The usual suspects, no matter where they are, return reporters' phone calls quickly. They've learned to speak in quotes. And they now almost intuitively provide the sort of wonderful anecdote or telling detail that brings any story about them to life.

They work at this. They study articles about themselves, trying to determine what it is that reporters need to write a good story. (Indeed, Carl Sewell is one of the owners of D, a city magazine that covers Dallas.) The work pays off -- and not just in continued good press. It boosts sales (after all, publicity is great advertising), and increases their clout. Thanks to all this attention, the usual suspects can now influence, however slightly, the thinking of the Fortune 500.

Sewell, who owns three car dealerships in Dallas and one in New Orleans, is now a member of the dealer council that is helping GM design the Saturn, GM's car of the future. Executives representing companies ranging from Citibank to Procter & Gamble have trooped through Stew Leonard's dairy store in Connecticut to learn his secrets of customer service. And Debbi Fields has had the chance to talk, at $10,000 a pop, to the corporate elite -- folks who might not otherwise have cared what a bright mother of four had to say about the importance of team spirit and a positive attitude.

That's terrific. But Stack, who heads a Missouri company that was once part of International Harvester Co., found that being featured on the cover of a magazine (this one) brought his company to a screeching halt for three full months, and Stew Leonard, who "adores" all the attention, finds that what he does for a living has changed.

"In a lot of ways, my job right now is to be Stew Leonard," says the man whose name adorns the "world's largest dairy store." Thanks to all the attention, he says, "it's become very hard to run this place."

Leonard, 58, has been featured in a dozen books, and says he now spends a large part of his day responding to requests for speeches, doing television interviews (yesterday he was on "The Morning Show" in Cleveland, tomorrow the people on superstation WWOR out of New York City want to stop by), and promoting things he believes in (he's the focal point in a series of Dale Carnegie ads).

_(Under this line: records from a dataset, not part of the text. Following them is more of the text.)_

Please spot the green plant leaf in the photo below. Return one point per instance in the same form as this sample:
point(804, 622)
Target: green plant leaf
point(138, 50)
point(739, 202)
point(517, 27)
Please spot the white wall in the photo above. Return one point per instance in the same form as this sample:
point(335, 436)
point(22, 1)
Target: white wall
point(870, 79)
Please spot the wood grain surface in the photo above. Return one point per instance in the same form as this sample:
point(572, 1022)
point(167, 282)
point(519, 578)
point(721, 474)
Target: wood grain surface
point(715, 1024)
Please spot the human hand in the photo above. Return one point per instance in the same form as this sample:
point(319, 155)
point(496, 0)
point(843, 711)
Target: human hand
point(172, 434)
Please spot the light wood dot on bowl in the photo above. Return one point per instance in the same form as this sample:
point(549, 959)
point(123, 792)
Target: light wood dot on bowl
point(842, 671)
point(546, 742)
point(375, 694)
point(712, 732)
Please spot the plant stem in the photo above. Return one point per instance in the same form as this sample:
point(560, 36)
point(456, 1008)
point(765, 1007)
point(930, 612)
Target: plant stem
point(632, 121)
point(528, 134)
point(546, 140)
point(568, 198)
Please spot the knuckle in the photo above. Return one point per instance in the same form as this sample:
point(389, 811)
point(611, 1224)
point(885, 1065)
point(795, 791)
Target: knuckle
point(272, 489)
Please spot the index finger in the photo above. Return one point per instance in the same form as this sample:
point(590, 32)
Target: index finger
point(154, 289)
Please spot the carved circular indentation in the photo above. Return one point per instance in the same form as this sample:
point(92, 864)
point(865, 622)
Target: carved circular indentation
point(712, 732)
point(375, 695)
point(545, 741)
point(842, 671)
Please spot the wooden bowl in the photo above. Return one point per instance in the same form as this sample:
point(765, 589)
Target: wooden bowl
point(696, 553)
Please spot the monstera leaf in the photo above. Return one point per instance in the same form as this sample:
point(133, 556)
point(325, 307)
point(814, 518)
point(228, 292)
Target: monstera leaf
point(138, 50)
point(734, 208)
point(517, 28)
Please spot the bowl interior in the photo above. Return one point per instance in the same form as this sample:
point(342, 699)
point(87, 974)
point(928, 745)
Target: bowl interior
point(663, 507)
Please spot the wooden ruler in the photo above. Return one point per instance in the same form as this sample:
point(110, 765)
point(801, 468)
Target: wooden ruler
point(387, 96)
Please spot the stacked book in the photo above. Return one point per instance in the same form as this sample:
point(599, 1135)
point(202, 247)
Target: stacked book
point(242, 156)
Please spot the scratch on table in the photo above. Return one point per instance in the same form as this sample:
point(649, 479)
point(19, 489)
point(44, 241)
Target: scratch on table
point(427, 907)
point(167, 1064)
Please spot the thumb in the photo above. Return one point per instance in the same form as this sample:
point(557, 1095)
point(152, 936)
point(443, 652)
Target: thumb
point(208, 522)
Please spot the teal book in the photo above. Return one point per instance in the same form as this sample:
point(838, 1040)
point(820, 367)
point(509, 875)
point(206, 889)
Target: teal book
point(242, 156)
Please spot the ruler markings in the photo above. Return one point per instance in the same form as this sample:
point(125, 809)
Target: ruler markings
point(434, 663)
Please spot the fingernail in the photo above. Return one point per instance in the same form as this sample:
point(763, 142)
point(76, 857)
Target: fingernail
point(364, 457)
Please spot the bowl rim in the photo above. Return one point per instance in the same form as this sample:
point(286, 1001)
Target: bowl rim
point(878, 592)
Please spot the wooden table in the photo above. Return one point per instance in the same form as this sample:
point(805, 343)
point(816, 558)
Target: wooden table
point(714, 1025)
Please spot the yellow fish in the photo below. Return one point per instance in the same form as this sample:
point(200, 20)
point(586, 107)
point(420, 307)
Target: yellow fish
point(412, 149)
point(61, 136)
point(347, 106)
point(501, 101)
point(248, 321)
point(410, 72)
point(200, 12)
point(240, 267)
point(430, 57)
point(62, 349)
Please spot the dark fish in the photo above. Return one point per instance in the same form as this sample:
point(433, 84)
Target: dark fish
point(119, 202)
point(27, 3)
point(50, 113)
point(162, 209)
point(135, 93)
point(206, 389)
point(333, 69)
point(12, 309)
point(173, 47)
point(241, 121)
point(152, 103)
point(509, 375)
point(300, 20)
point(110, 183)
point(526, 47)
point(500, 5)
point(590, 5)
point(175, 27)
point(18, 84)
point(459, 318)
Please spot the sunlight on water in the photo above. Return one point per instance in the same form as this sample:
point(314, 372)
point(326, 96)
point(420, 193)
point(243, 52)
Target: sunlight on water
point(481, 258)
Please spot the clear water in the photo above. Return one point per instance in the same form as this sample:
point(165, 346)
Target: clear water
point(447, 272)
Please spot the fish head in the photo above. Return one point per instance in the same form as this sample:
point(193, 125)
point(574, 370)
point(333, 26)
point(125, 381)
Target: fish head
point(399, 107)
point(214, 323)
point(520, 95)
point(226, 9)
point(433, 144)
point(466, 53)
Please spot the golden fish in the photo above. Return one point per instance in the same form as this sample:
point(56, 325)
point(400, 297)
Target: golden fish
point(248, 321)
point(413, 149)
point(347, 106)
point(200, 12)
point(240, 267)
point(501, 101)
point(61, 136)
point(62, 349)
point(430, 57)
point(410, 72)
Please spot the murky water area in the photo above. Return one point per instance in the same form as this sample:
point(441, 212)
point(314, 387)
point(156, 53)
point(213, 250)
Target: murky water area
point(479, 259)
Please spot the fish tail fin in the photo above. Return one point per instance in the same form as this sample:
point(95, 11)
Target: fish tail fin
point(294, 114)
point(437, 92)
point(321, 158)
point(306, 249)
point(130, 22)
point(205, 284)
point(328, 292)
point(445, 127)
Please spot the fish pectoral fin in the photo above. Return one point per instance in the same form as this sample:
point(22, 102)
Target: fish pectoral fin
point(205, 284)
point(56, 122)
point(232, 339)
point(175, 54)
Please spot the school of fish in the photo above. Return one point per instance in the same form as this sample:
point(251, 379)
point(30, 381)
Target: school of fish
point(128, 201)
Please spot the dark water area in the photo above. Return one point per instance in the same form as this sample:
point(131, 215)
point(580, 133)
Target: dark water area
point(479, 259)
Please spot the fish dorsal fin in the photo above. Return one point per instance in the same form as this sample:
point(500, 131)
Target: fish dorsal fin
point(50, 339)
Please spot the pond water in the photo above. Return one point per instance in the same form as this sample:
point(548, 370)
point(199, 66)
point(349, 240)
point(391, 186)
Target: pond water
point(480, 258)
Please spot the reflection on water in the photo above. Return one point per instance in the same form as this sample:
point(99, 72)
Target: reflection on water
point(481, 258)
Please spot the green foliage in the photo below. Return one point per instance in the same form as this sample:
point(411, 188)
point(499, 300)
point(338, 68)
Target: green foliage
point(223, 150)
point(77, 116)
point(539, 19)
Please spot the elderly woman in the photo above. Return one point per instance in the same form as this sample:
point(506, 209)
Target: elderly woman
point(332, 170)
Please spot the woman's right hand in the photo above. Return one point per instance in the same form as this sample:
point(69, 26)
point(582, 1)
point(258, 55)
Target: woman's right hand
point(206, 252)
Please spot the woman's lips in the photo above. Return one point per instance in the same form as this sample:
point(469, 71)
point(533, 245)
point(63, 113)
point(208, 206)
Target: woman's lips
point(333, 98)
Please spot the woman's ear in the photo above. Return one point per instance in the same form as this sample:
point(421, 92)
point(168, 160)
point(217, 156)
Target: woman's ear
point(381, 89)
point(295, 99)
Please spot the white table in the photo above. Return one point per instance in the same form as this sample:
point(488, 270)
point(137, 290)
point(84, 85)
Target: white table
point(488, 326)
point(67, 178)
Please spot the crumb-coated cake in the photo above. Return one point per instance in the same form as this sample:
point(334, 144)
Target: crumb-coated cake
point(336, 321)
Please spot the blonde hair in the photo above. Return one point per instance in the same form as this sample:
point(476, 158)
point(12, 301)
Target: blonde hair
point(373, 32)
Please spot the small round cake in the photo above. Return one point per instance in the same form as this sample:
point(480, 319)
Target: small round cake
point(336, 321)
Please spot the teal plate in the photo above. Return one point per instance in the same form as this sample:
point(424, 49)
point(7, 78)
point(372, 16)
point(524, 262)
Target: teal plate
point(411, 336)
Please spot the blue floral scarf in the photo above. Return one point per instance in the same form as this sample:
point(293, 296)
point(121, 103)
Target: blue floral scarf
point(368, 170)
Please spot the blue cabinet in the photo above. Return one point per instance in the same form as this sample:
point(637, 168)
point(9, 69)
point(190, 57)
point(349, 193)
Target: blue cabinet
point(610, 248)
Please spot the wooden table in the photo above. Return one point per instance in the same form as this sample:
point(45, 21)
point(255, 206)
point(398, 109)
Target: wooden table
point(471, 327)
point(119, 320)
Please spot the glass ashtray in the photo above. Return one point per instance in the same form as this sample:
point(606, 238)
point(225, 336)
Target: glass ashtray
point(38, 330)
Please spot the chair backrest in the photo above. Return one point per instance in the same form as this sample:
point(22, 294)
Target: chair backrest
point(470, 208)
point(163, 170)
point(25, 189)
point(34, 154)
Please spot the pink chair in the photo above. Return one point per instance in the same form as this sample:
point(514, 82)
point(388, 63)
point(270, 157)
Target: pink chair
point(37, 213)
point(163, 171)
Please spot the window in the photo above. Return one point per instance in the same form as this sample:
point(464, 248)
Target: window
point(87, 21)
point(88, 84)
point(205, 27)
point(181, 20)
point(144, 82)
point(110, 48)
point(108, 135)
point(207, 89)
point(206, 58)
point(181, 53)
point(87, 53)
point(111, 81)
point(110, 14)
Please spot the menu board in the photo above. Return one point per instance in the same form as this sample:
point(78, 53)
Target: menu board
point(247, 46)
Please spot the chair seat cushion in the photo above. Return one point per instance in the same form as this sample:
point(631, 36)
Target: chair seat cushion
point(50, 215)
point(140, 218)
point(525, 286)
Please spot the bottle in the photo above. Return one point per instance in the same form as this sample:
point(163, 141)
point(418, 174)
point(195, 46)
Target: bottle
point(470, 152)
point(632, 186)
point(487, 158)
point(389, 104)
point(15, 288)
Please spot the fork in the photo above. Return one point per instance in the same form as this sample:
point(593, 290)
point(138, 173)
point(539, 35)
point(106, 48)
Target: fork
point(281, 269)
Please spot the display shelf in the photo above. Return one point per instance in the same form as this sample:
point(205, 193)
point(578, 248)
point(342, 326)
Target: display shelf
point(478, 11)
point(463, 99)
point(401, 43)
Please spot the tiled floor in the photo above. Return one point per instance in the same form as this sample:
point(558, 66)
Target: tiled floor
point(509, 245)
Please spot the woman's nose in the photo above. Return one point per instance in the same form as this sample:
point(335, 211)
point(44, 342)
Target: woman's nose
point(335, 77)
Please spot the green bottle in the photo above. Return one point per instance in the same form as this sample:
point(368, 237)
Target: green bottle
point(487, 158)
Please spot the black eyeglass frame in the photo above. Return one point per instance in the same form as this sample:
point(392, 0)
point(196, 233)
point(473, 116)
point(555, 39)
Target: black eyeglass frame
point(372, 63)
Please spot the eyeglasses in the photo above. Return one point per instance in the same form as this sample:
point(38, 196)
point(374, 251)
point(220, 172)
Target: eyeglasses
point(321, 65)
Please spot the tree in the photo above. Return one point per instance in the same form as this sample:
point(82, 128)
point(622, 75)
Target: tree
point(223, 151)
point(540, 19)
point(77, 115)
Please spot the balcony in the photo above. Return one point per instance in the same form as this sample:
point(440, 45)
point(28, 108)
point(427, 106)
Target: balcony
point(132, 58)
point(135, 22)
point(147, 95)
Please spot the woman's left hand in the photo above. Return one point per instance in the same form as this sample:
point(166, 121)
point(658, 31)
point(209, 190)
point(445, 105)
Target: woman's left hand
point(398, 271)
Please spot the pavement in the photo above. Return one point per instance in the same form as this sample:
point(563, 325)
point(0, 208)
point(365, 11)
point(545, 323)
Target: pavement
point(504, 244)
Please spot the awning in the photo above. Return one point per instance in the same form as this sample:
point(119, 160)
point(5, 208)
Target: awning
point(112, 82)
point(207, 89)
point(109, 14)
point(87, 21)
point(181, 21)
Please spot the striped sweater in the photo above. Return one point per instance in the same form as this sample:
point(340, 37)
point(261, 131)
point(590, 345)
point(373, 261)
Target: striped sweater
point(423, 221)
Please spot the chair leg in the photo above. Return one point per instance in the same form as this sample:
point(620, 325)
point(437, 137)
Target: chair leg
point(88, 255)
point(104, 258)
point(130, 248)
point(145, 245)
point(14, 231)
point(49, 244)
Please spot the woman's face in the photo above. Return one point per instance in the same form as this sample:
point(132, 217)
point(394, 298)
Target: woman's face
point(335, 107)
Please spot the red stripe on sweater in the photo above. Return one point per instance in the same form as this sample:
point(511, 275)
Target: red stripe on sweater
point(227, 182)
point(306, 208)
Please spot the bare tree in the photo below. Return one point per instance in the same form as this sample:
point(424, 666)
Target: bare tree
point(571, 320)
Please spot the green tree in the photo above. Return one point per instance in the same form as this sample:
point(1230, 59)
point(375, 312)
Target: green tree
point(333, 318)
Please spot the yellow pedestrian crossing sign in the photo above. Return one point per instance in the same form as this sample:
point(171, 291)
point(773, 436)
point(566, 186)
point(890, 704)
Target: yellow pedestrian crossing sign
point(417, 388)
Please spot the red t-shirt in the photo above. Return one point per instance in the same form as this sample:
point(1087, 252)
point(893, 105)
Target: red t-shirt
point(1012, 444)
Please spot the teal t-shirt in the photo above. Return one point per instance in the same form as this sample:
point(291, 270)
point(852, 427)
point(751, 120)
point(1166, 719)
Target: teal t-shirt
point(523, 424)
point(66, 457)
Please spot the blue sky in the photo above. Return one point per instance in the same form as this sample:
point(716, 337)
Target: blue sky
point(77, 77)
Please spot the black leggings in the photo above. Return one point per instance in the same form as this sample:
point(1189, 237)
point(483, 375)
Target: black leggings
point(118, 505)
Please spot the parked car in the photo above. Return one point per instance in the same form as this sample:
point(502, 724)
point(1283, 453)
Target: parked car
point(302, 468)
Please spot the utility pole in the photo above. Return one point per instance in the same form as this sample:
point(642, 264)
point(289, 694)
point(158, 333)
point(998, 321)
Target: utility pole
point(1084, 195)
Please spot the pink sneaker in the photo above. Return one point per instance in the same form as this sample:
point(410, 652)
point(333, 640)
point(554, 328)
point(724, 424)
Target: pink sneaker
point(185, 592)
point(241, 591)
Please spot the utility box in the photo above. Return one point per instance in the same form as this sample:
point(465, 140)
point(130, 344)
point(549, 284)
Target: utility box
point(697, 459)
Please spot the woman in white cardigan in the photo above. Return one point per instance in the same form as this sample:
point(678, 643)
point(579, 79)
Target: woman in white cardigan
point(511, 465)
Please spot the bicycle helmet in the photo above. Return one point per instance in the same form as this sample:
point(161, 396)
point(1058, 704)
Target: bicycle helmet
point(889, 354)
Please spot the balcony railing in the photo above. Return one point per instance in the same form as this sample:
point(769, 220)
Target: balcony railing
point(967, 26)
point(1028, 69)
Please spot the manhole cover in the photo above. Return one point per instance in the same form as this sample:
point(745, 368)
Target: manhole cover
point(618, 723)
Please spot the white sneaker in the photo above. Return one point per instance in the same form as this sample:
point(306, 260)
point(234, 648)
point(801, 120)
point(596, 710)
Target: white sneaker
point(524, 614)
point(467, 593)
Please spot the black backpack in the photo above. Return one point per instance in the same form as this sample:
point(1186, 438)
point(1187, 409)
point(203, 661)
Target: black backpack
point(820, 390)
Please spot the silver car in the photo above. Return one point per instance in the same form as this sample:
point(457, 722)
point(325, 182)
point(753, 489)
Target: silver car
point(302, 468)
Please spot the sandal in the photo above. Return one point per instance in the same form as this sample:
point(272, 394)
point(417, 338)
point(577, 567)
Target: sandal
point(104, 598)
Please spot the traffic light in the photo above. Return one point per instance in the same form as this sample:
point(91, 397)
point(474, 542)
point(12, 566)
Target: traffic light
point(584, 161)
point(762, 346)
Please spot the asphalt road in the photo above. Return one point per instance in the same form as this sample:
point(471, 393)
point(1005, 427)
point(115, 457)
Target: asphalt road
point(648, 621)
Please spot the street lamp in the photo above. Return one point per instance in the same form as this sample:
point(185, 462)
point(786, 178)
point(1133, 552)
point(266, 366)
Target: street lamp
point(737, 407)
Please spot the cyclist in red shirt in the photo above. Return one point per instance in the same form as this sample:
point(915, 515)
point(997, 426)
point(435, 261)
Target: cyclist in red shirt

A former milkman who was forced to open a store when the state decided to put a highway through his Norwalk, Conn., dairy farm, Leonard is quick to stress that he's not complaining. "I love it," he claims, and employees, family, and friends say he really does. There is little reason he shouldn't. He's a natural on camera -- he's appeared in one of Tom Peters's videos and is featured in INC.'s upcoming video on marketing. He's quotable ("Who wouldn't like spending their days talking about their company? It's like bragging about your kids"). And thanks to his status, he can count Paul Newman and Sam Walton among his friends.

"Businesspeople who tell you they don't like the attention aren't telling the truth," he says. "This is fun."

But it's also trying, even if Leonard doesn't like to admit it.

On the day the writer came to visit, Leonard was being interviewed for yet another video. The camera crew had set up in his office, which is filled with the books in which he is mentioned and huge pictures of Leonard with President Reagan, Leonard with Tom Peters, and Leonard with Frank Perdue. Things were going fine, until the man handling audio noticed he was picking up the sound of singing dogs.

That's not surprising. After all, Stew Leonard's is a cross between a huge supermarket and Disney World. In addition to aisles of meat and racks of cookies, there are singing and dancing dairy products and, yes, eight-foot-tall dogs -- doing bad Elvis Presley impressions.